Hippa

[Pennie 26]

:-o Does instant messaging compromise HIPAA security?

 

 

Published March 2004

 

 

Some of our employees would like to use instant messaging (IM) to communicate at work and from home with team members or other managers. Is that an acceptable practice under

 

HIPAA?

The HIPAA regulations do not and are not likely to ever specify technologies that are permissible and prohibited. IM may be easy to use and it will let others know when you're "online," which is sometimes a business convenience. However, permitting use of IM, especially for transmitting confidential information, when an organization is still struggling to control e-mail use is not prudent.

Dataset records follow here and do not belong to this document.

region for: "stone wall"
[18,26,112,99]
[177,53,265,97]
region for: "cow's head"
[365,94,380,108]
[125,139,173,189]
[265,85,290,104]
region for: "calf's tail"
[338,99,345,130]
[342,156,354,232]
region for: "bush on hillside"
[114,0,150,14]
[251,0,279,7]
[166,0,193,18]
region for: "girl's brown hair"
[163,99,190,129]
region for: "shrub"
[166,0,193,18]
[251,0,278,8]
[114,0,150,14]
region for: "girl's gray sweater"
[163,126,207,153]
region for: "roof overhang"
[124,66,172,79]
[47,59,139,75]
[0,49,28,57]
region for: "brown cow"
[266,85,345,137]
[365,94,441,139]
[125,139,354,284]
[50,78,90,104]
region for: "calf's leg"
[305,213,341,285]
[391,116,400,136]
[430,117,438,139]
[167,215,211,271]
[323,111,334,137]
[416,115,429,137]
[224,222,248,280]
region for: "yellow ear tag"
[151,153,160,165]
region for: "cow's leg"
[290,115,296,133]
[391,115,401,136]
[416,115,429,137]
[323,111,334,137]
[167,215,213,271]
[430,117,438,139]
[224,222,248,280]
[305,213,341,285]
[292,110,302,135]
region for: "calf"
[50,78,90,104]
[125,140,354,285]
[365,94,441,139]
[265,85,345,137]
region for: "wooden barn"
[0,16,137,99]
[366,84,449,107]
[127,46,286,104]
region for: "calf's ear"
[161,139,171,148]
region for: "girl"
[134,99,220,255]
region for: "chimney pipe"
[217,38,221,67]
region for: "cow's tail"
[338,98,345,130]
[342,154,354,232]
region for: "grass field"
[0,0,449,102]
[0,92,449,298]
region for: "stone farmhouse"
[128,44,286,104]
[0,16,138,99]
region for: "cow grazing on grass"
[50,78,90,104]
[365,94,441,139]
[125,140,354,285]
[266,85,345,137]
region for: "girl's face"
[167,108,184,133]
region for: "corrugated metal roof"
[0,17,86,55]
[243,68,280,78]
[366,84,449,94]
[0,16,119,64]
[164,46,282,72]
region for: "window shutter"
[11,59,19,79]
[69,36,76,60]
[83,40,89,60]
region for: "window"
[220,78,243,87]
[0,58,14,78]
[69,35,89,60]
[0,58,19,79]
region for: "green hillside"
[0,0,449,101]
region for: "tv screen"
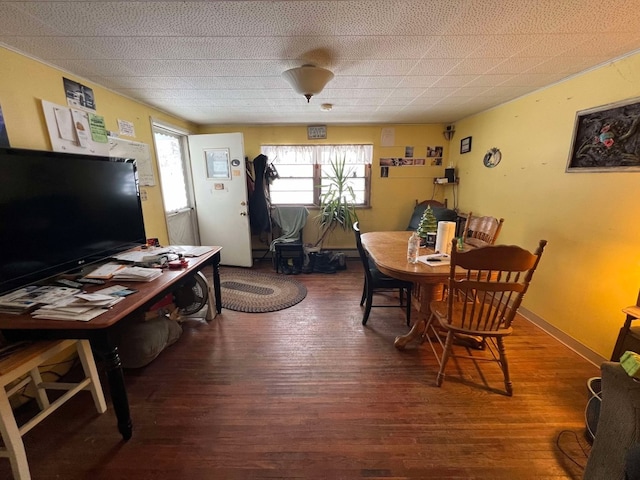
[0,148,146,293]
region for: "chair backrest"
[416,198,449,208]
[447,239,547,334]
[462,212,504,246]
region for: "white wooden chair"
[0,340,107,480]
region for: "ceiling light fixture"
[282,65,333,103]
[442,125,456,140]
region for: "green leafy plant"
[314,158,358,247]
[418,205,438,240]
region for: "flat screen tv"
[0,148,146,294]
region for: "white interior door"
[189,133,253,267]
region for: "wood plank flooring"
[0,260,599,480]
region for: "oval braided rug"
[220,267,307,313]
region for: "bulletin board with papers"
[42,100,109,156]
[42,100,156,186]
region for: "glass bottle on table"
[407,232,420,263]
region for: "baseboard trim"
[518,307,608,367]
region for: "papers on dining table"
[113,267,162,282]
[0,285,82,314]
[418,253,451,267]
[85,262,125,280]
[32,287,124,322]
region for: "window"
[262,145,373,206]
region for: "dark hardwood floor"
[0,260,599,480]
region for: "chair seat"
[422,240,547,396]
[0,340,107,480]
[429,301,513,337]
[353,222,413,325]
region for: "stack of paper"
[0,285,81,314]
[418,253,451,267]
[32,293,124,322]
[169,245,213,257]
[113,267,162,282]
[85,262,125,280]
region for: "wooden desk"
[0,247,222,440]
[362,231,458,349]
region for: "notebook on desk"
[168,245,213,257]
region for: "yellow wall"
[0,47,196,243]
[451,54,640,358]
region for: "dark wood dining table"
[362,231,463,349]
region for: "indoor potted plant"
[314,158,358,247]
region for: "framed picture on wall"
[566,98,640,172]
[460,137,471,153]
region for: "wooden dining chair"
[462,212,504,247]
[353,222,413,326]
[423,240,547,396]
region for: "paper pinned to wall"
[42,100,109,157]
[109,137,156,187]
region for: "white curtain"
[261,145,373,165]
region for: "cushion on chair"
[407,205,458,230]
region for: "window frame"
[260,144,373,208]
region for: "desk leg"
[105,347,133,440]
[393,283,444,350]
[91,332,133,440]
[213,253,222,313]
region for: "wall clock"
[483,147,502,168]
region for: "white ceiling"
[0,0,640,124]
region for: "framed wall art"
[460,137,471,153]
[566,98,640,172]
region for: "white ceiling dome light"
[282,65,333,103]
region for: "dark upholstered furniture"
[583,362,640,480]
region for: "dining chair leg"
[436,332,453,387]
[402,287,411,327]
[496,337,513,397]
[362,289,373,325]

Many e-mail concerns also apply to IM.

For example, is the transmission encrypted if off the local network? Is the authentication of sender and receiver adequate? Where are copies of messages stored at the source, the destination, and "along the way"? And how are those stored copies purged? How is message integrity ensured? If messages are relevant to a given patient, how is the message linked to the patient's electronic record, if at all?

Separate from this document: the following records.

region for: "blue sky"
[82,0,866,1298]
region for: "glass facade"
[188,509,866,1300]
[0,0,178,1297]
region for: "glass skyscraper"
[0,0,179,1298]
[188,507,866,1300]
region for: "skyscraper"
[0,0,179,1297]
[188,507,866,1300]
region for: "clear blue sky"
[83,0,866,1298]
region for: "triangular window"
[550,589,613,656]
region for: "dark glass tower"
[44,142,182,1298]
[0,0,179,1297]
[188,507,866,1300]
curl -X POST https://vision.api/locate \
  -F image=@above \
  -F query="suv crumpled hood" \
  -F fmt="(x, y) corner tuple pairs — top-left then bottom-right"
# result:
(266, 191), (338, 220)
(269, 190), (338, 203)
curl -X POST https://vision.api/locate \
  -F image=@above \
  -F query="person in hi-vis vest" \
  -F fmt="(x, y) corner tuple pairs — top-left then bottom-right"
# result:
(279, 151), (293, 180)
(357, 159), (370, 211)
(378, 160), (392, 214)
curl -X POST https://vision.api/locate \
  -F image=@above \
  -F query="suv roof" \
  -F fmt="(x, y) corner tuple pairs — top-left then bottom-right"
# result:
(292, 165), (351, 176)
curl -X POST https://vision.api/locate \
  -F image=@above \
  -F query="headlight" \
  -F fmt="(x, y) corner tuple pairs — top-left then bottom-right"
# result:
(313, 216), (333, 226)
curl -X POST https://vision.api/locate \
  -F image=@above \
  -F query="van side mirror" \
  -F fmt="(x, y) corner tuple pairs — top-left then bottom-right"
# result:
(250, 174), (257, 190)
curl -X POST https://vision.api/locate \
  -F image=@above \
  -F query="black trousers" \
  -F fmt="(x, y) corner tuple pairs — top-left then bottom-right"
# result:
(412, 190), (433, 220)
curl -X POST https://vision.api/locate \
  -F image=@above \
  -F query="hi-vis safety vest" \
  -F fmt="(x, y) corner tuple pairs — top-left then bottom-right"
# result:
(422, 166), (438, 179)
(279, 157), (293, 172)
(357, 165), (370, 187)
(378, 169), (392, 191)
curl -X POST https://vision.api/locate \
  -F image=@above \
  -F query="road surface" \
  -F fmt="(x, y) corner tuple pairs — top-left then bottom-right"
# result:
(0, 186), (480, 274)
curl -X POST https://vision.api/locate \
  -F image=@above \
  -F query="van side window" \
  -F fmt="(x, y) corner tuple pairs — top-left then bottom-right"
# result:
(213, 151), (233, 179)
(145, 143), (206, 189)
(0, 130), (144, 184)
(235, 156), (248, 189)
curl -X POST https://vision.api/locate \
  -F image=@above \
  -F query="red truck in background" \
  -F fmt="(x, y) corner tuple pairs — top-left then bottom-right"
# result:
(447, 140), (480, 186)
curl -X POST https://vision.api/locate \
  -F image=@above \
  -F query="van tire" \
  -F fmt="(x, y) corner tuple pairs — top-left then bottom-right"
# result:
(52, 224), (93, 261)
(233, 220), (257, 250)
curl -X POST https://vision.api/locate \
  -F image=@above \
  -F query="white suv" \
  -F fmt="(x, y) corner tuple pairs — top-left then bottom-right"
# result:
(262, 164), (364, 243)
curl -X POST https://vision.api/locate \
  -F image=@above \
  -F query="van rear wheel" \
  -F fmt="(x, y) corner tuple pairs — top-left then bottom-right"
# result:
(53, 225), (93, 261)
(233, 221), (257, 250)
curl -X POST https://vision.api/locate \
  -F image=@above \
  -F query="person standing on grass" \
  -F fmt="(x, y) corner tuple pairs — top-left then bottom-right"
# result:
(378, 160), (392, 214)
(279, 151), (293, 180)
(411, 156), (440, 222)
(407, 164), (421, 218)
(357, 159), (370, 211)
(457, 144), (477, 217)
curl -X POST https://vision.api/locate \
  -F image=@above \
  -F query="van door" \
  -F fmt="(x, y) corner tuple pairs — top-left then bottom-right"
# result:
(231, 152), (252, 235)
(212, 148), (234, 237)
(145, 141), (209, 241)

IM is also subject to its own set of technical vulnerabilities and attacks, so its use presents the security team with the additional burdens of technically securing IM and training the work force on protective measures. Hence, it appears that today most healthcare organizations prohibit or severely limit IM use, and with good reason.

 

Editor's note: Kate Borten, CISSP, formed The Marblehead Group, Inc., a national security and privacy consulting firm focused on the healthcare industry. If you have a question for her, write to Briefings on HIPAA, P.O. Box 1168, Marblehead, MA 01945, or e-mail Briefings on HIPAA Managing Editor John Leonard at jleonard@hcpro.com. This is not legal advice. Be sure to consult with your facility's legal counsel for legal matters

[Miguel 4]

I have noticed that e-mail sent from my facility have a little box at the bottom that explains if there is any information in the e mail being sent regarding a resident or is not supposed to be sent with the e mail to please contact a number they have and a report is filed, I think in any case e mail/Instant messaging need not be used when dealing with resident confidentiality, and if you are going to use it BE VERY CAUTIOUS AND KNOW WHERE YOU ARE SENDING THE INFORMATION!!!